BEEF’S bid to be carbon neutral by 2030 is very much about tackling fake meat head on.
And it is being embraced by both industry and the wider audience watching livestock production.
This from Meat and Livestock Australia’s managing director Richard Norton, who was quizzed during a senate estimates hearing in Canberra this week on what progress was being made on the ambitious target.
The big red meat body announced at its annual general meeting in November last year that it would push for the industry to meet that goal, saying it would put Australia head and shoulders above its competitors and turn environmental criticism of the industry on its head.

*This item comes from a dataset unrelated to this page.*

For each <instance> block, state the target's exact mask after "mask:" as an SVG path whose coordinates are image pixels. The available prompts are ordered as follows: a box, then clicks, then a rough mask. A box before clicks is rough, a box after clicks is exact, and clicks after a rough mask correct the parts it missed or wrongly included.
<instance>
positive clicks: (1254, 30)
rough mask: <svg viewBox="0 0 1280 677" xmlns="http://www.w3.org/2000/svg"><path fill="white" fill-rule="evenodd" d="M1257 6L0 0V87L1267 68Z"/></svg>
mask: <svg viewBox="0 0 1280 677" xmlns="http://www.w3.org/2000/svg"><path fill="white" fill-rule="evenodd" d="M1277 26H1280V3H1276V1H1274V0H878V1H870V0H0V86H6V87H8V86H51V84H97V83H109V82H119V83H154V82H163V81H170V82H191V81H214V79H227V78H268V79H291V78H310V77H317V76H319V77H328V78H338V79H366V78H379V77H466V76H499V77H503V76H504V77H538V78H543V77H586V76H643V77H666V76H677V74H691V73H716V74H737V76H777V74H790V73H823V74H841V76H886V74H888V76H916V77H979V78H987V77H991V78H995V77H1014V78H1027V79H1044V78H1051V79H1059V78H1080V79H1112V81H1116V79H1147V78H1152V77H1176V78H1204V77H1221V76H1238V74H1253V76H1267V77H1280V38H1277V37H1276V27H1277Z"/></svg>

Since then, MLA and the CSIRO have done work around establishing the baselines of where carbon from the livestock sector now sits.
“The reason we are buoyed is there are some 15 to 20 different pathways through which the livestock industry can achieve carbon neutrality,” Mr Norton told senators.
The early work is happening from the farmgate through to the processing sector.
“We hope this initiative will build research around how to reduce carbon right across the value chain,” Mr Norton said.
“Of the various challenges MLA has put out to industry, this one has been received the most credibly by stakeholders and the wider audience.
“We are enthused by the embracing of the fact we are making sure this is not a target that passes us by.
“The livestock industry takes up 60 to 70 per cent of land so if it is more favourable to capturing carbon, it obviously has a large impact on the future.”
Mr Norton acknowledged initial studies investigated “all sorts of pathways” and some were fanciful, but said the project had moved on from that now.
One example was breeding only elite cattle.
“The bulk of our cattle run in semi arid environments where we require them to calve each year,” he said.
“We will breed animals with phenotypes suitable to our environment and then work on ways to reduce emissions, particularly through soil.”
Large pastoral companies with big stakes in the red meat industry were early movers, he said, citing examples of savanna burning and companies such as the Indigenous Land Corporation (ILC).
“The simple fact here is apart from being a target around reducing carbon, it is a marketing tool for early adopters to promote their product as carbon neutral,” Mr Norton said.
“We framed it at the AGM around providing confidence to our industry that MLA was aware of competition to the red meat industry from things like petri dish meat, red meat grown in laboratories and protein vegetable burgers.
“Some of the claims they are making to compete against red meat are around environmental damage, water usage, etc.
“So there are many outcomes from a target like carbon neutrality.”